Trump campaign chair offers to talk to House panel
Associated Press
WASHINGTON
President Donald Trump’s former campaign manager, a key figure in investigations into the Trump campaign’s ties to Russia, has volunteered to be interviewed by lawmakers as part of an increasingly partisan House probe of the Kremlin’s alleged meddling in the 2016 election.
The chairman of the House intelligence committee, Rep. Devin Nunes, on Friday announced the prospect of an interview with Paul Manafort, and Nunes canceled a previously scheduled public hearing in which former Obama administration officials had agreed to testify about the Russia investigation. Manafort also volunteered to be interviewed by the Senate intelligence committee, which is conducting its own investigation.
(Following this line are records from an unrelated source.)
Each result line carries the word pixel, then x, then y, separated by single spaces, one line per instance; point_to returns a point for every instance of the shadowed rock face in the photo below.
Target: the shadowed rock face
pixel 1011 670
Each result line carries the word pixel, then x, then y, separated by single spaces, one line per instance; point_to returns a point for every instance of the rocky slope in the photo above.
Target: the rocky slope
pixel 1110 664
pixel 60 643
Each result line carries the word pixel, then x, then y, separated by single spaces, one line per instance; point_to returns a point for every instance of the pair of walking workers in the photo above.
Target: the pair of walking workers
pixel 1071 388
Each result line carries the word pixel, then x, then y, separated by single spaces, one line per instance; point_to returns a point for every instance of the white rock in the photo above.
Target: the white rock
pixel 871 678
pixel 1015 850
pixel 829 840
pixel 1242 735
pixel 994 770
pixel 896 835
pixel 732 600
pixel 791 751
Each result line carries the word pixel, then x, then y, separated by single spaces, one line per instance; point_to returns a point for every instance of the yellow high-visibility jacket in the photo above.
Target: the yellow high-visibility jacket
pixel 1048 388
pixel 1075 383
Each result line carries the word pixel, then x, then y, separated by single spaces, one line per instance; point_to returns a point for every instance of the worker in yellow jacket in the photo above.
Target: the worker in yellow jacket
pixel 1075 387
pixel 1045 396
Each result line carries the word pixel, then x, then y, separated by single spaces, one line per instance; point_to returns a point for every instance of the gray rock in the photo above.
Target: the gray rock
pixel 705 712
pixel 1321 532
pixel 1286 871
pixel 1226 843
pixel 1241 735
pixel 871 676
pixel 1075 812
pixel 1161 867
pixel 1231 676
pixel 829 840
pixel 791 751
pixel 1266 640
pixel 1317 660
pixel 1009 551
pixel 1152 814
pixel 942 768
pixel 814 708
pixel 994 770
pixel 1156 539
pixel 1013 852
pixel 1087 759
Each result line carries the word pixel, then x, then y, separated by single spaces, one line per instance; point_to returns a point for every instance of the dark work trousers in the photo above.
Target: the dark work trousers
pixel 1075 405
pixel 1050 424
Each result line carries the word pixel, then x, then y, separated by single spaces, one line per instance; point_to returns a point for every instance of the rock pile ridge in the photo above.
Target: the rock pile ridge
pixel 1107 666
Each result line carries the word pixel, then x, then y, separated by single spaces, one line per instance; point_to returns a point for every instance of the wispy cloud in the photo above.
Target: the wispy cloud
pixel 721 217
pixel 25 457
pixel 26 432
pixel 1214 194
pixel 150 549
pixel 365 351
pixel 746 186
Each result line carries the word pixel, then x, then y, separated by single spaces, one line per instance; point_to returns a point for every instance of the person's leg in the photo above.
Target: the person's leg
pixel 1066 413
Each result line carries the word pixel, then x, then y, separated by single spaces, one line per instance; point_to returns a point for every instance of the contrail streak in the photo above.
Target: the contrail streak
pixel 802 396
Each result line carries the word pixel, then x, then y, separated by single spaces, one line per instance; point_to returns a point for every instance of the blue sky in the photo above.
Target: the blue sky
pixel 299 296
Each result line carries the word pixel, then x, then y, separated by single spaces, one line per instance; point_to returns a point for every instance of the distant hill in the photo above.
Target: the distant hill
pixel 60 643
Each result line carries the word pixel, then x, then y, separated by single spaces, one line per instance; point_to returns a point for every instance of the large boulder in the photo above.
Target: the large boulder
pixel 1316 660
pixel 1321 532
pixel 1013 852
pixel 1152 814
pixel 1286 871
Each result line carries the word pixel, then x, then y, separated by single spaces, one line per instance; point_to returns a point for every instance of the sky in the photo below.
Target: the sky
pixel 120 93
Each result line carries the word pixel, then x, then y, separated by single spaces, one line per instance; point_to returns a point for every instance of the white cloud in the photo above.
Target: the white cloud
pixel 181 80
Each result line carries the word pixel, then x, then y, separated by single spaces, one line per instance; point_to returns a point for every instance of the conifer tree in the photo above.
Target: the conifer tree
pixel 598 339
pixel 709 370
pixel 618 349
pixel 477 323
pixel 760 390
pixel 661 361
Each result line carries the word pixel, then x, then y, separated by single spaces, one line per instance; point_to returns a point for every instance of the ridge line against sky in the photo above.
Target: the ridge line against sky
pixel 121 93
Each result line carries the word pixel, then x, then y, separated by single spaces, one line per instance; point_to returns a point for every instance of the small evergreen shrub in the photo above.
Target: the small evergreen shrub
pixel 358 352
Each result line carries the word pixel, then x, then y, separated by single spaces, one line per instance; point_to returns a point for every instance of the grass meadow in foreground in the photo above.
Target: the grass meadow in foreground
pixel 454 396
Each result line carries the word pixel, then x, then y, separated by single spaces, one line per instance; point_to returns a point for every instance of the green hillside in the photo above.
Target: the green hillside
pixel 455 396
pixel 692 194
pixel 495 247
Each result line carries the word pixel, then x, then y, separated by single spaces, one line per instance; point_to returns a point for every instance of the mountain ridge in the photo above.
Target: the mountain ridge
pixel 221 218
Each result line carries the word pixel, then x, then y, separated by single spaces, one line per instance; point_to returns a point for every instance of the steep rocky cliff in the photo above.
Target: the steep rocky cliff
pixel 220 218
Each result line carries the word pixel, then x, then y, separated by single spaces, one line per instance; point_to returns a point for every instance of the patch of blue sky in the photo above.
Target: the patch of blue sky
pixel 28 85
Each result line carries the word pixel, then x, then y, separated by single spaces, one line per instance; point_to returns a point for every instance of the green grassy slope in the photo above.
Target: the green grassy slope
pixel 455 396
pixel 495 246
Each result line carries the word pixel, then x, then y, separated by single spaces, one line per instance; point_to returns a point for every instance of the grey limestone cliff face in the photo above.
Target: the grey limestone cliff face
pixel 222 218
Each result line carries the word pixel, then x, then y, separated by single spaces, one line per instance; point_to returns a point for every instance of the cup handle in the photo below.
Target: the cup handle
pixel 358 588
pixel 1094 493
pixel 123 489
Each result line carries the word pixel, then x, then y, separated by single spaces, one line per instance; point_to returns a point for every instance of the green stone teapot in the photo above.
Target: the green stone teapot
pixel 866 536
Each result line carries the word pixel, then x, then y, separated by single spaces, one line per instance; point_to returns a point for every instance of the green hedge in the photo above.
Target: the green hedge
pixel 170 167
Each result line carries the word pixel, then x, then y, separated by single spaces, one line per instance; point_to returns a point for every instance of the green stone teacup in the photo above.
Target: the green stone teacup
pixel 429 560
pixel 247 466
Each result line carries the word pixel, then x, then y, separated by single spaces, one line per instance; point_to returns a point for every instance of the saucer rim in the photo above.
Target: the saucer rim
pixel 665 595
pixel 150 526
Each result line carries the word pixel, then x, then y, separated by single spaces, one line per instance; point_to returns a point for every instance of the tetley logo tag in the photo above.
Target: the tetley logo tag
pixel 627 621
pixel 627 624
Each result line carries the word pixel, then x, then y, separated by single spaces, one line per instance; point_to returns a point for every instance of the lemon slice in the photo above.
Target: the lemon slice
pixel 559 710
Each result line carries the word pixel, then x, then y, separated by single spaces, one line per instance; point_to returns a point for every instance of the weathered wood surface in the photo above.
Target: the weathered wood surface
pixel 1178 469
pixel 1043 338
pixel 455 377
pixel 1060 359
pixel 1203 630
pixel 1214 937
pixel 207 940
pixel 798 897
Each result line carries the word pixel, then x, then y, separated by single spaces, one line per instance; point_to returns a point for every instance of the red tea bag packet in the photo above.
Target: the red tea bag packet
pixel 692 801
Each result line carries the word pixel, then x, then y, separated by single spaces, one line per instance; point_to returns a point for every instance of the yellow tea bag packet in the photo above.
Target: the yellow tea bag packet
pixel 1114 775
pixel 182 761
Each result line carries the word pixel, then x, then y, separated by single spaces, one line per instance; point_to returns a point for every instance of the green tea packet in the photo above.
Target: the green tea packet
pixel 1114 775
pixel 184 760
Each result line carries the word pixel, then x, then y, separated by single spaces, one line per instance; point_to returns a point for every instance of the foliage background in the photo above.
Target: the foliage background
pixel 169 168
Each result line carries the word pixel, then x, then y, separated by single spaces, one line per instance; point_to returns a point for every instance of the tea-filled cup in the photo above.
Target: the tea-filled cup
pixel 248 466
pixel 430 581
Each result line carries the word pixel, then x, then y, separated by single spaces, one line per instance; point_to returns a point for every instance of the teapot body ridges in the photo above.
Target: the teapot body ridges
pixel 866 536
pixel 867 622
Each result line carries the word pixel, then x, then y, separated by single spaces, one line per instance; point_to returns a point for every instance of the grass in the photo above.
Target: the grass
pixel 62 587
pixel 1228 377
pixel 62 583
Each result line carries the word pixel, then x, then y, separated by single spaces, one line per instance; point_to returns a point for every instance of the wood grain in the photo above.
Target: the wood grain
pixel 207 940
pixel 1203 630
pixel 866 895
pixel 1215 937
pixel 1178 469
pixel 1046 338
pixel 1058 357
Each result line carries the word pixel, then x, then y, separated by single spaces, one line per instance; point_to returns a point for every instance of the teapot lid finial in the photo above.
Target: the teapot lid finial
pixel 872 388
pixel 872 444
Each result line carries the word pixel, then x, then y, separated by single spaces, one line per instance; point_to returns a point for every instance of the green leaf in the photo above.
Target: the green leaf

It was not clear whether Manafort had offered to testify under oath or in a public hearing.
Manafort volunteered to be interviewed the same week that FBI director James Comey confirmed the existence of an ongoing counterintelligence investigation into possible Trump associates’ coordination with Russia and just days after an Associated Press report revealed Manafort worked with a Russian billionaire with ties to Russian President Vladimir Putin a decade ago.
The confirmation of an ongoing FBI investigation was a blow to the White House, which has described the Russia probe as a ruse. And the new details about Manafort’s ties to a close Putin ally appear to contradict what Trump has previously said about Manafort’s connections.
In February, Manafort said he was never involved with “anything to do with the Russian government or the Putin administration.” Trump has used the denials to assert that “to the best of his knowledge” none of his associates has anything to do with Russia. But documents obtained by the AP reveal Manafort had sought work from a Putin ally and proposed a campaign that he said could “greatly benefit the Putin government.”
Daniel Jones, former chief investigator for the Senate intelligence committee who now runs his own investigative advisory firm, said Nunes’ handling of all of this has been “bizarre.”